Thursday, 5 January 2017

Flexing SQL muscle for parsing an MS db on OSX

This post is about using recursive SQL queries (or rather a single recursive query) to parse the MicrosoftRegistrationDB.reg file created by Microsoft office on Mac OSX systems.

A little background..

On OSX (mac), there is no registry. Most apps just use plist files instead to save local information. Microsoft Office leaves cache and configuration information in plist files like every other OSX application. However it also keeps a copy in this file – microsoftRegistrationDB.reg. The file can be found here –

/Users/research/Library/Group Containers/xxxxxxxxxx.Office/MicrosoftRegistrationDB.reg

This is an sqlite database which is a flattened version of the registry tree that office would create in windows under HKCU\Software\Microsoft\Office, the format of which is quite straight-forward and documented. Some useful MRU artifacts and configuration settings reside here.

The sqlite database has the same fields as in the registry, namely - key, key_last_modified_time, value_name, value_type and value_data. This is nicely arranged in the following table structure.

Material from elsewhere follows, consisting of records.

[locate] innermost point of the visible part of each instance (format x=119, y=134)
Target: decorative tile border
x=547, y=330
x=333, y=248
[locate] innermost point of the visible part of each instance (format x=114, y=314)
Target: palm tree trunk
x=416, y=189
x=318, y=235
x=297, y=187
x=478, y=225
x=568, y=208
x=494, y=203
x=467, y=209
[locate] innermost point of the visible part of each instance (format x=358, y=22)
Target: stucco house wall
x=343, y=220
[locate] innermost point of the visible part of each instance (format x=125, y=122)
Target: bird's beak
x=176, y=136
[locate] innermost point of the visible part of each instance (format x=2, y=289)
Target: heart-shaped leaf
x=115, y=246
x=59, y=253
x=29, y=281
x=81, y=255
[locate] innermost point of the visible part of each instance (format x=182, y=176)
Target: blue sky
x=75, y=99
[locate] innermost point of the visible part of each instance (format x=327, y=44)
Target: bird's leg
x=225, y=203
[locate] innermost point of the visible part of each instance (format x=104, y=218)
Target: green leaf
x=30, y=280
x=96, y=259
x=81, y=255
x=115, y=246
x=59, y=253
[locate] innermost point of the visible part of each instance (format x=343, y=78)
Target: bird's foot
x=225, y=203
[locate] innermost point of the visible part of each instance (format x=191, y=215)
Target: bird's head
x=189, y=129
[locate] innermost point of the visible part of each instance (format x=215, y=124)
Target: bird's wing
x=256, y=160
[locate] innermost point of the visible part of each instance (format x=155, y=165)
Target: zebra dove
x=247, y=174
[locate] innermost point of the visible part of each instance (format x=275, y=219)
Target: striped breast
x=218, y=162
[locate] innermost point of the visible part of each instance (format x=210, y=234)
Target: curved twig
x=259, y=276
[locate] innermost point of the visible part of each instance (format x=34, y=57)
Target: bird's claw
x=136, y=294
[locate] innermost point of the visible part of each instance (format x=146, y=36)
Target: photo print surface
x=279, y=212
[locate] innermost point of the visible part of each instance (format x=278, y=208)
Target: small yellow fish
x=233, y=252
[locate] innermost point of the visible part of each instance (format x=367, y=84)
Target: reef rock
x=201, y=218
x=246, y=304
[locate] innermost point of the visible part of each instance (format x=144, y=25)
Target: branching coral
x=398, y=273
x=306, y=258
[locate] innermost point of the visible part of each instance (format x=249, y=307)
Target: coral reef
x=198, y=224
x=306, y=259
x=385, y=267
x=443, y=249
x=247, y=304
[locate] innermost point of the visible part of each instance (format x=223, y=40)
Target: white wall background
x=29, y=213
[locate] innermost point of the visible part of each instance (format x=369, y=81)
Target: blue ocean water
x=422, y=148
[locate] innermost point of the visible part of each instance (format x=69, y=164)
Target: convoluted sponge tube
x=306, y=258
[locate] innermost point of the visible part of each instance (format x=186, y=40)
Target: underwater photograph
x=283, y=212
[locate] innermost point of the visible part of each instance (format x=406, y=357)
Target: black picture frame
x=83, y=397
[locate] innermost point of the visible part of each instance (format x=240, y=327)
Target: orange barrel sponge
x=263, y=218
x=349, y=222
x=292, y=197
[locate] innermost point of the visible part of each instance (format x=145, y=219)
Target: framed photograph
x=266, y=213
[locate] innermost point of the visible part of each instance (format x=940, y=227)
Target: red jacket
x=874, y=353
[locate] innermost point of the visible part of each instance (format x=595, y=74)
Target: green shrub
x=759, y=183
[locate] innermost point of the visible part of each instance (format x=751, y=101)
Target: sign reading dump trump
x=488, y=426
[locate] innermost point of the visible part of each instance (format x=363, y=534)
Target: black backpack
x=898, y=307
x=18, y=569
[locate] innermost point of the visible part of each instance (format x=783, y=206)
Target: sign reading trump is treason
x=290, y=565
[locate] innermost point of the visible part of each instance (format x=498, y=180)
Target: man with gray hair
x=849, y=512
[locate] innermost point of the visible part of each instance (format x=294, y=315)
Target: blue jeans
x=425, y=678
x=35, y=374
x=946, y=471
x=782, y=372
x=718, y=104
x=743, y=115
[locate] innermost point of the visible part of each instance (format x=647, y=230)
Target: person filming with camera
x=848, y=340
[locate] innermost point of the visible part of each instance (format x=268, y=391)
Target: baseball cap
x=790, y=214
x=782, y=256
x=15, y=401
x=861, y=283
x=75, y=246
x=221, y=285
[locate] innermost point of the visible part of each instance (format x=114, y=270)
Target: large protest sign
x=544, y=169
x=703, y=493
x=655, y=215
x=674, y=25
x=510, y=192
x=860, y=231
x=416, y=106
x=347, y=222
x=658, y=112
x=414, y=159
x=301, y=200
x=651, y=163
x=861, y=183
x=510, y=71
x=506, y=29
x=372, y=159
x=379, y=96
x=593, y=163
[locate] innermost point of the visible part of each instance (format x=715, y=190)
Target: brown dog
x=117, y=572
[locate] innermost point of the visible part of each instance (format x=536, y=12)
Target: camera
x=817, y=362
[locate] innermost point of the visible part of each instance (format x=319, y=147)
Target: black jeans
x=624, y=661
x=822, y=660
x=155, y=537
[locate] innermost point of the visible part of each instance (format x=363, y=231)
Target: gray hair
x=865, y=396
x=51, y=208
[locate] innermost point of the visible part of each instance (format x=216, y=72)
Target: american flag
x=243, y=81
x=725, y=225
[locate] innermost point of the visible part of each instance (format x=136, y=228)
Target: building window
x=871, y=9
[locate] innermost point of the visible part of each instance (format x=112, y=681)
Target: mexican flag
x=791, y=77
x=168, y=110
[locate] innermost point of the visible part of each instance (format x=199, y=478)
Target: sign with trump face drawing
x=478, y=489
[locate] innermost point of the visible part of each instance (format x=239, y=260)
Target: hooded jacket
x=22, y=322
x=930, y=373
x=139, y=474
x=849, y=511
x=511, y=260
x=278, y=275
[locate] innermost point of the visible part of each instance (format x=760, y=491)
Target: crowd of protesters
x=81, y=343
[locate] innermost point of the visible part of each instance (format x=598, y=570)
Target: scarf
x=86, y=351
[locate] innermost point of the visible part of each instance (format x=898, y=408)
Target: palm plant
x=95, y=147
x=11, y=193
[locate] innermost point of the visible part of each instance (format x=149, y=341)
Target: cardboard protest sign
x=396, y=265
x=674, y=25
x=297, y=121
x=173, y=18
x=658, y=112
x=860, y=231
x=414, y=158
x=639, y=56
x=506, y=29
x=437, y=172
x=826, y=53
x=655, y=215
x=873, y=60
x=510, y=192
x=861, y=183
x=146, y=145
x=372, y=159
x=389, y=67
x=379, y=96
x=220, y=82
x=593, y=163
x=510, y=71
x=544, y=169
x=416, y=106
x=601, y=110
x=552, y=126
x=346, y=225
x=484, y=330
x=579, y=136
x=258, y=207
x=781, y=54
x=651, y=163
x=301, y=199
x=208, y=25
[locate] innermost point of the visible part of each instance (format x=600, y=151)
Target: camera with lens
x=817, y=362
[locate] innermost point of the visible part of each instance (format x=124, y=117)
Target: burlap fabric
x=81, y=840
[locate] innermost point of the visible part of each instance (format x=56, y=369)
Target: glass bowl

Figure 1 - Database table schema

Pulling the data out is fairly simple in SQL. However, if you wish to recreate _all_ the registry paths from the flattened tree, then it’s a bit more involved. In the HKEY_CURRENT_USER table, each key has a single entry and along with the key name, you have the parent key reference. As an analyst, you would like to get full key path (i.e. HKCU\Software\Microsoft\...) for every value. There lies the problem. To recreate the paths for every single registry value, you would have to run several individual SQL queries, each query would fetch a key’s parent, and you keep doing that till you reach the ROOT of the tree. You could do this in a recursive function in python. Or you can let SQL do the recursion by running a recursive query. Sqlite supports recursive queries. You can read up about recursive queries in sqlite here and here.

The Final Query

SELECT t2.node_id, t2.write_time, path as Key,
  HKEY_CURRENT_USER_values.name as valueName,
  HKEY_CURRENT_USER_values.value as value,
  HKEY_CURRENT_USER_values.type as valueType from
(
  WITH RECURSIVE
    under_software(path,name,node_id,write_time) AS 
    (
      VALUES('Software','',1,0)
      UNION ALL
      SELECT under_software.path || '\' || HKEY_CURRENT_USER.name,
          HKEY_CURRENT_USER.name, HKEY_CURRENT_USER.node_id,
          HKEY_CURRENT_USER.write_time
        FROM HKEY_CURRENT_USER JOIN under_software ON
          HKEY_CURRENT_USER.parent_id=under_software.node_id
        ORDER BY 1
    )
  SELECT name, path, write_time, node_id FROM under_software

as t2 LEFT JOIN HKEY_CURRENT_USER_values on
  HKEY_CURRENT_USER_values.node_id=t2.node_id;

Here the ‘WITH RECURSIVE’ part will perform the recursive querying for every value item. It will create the full key path for that value. The line:
SELECT under_software.path || '\' || HKEY_CURRENT_USER.name’ will concatenate the parent key path with the sub-key name using backslash as separator. The double-pipe ‘||’ is the concatenate operator. The 'ORDER BY 1' is not really necessary, but this makes it sort the output by the first parameter to the recursive function, i.e, path.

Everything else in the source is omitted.